The PEAR project was founded in 1999 by Stig S. Bakken
and quite a lot
of people have joined the project.
PEAR's mission is to provide reusable components, lead innovation in
PHP, provide best practices for PHP development and educate developers.
The code in PEAR is partitioned in
"packages".
Each package is a separate project with its own development team,
version number, release cycle, documentation
and a defined relation to
other packages (including dependencies).
Packages are distributed as gzipped tar files
with a description file inside,
and installed on your local system using the
PEAR installer.
Packages may relate to each other through explicit dependencies,
but there is no automatic dependency relationship between packages
based on the package name.
For example, "HTTP_Post" is by default
independent of "HTTP".
Dependencies between packages with similar names is not forbidden,
and does happen.
As an example,the "DB_DataObject" package
depends on the "DB" package.
A style guide, the PEAR Coding
Standards (short PCS), exists to ease collaboration
between PEAR developers, to enforce quality, and to enforce
a consistent visual appearance of all source code distributed as
a PEAR package.
All PEAR packages are registered in and downloaded
from a central server at pear.php.net.
Other third-party servers called "channels"
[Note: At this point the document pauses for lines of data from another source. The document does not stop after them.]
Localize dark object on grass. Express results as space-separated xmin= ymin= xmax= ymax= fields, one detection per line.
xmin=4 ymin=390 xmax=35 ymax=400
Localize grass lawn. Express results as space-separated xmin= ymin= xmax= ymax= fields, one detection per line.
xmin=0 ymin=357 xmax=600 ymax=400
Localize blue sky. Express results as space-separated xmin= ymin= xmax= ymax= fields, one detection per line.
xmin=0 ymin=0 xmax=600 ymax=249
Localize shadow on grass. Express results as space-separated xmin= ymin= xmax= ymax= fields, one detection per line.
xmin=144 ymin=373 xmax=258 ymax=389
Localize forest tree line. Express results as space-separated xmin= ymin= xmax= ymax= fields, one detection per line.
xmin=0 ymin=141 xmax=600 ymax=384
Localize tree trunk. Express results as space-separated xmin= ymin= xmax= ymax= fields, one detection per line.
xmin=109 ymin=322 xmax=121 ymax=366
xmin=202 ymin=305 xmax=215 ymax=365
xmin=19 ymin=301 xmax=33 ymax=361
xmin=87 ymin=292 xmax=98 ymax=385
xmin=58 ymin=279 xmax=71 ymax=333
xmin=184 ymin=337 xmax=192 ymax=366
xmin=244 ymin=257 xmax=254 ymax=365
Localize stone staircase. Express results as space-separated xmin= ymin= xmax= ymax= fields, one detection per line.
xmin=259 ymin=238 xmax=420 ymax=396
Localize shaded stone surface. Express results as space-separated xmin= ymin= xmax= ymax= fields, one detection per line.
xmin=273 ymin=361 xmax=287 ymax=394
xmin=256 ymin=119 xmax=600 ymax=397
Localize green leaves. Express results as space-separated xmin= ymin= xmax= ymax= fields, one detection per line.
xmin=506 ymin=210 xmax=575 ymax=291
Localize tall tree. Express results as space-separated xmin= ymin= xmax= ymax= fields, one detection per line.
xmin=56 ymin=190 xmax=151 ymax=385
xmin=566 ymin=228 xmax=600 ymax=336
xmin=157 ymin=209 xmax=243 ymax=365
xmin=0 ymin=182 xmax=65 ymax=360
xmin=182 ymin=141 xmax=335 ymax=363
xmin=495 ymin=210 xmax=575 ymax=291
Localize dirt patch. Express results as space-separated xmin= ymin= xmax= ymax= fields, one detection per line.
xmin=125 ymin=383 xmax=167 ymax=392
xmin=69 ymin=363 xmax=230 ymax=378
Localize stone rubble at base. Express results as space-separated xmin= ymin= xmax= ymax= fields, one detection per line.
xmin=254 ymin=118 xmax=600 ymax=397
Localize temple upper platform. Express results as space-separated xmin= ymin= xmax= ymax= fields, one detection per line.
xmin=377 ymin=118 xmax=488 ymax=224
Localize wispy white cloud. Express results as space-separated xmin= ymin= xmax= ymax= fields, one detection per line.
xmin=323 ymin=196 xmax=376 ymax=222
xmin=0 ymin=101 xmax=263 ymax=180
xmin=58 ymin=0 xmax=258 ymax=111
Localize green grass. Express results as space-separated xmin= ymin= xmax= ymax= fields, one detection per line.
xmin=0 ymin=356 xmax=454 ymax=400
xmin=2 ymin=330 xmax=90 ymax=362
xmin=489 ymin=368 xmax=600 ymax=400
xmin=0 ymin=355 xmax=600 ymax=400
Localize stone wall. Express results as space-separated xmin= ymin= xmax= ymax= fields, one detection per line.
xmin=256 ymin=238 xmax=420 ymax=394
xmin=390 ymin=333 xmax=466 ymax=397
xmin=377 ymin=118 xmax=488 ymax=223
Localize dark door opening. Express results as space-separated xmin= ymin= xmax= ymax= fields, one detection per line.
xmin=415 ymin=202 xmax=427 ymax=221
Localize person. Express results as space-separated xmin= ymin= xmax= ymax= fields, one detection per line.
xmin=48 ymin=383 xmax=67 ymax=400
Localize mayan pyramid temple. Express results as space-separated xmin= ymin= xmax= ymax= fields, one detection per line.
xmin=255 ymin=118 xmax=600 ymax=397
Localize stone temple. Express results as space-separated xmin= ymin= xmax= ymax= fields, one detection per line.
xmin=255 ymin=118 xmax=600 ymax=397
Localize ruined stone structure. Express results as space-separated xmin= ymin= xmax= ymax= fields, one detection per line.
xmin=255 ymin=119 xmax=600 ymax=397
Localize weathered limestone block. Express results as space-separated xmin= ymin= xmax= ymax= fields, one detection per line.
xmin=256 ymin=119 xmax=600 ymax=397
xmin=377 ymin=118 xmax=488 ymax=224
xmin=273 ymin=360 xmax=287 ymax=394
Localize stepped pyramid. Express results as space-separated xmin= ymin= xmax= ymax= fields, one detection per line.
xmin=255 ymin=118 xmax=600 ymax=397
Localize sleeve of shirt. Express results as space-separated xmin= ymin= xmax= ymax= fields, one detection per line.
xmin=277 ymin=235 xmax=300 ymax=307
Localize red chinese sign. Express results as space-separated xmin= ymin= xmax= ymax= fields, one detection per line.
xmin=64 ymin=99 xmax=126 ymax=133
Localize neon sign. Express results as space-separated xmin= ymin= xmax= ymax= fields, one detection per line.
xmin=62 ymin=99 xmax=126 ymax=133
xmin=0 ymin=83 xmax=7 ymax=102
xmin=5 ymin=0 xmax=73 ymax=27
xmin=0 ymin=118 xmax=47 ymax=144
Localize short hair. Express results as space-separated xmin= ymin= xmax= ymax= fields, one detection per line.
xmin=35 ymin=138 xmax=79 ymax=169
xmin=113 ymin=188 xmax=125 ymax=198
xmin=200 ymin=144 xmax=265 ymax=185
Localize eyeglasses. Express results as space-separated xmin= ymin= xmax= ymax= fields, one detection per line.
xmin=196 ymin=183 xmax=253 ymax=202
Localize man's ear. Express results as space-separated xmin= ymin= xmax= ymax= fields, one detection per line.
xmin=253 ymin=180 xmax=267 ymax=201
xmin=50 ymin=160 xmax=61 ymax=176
also distribute packages that can be installed by the PEAR Installer,
see the
Channels list for more information.
pear.php.net does not endorse the packages from these channels,
and only provides support for packages distributed
from pear.php.net.
Pear.php.net provides both a human-friendly (HTML) and
machine-friendly (currently REST)
interface to the packages available from pear.php.net.
All communication occurs over the HTTP protocol.
Other functions the pear.php.net site provides are:
Packages are distributed as a gzipped tar file with an XML description
file inside.
The description file
(package.xml)
contains some information about the package,
a list of files and their roles, and dependencies.
PECL
PECL (pronounced "pickle") is a separate project
that distributes PHP extensions (compiled code written in C, such
as the PDO extension).
PECL extensions are also distributed as packages and can be installed
using the PEAR installer with the pecl command.
More information and all PECL
packages can now be found on the PECL
homepage.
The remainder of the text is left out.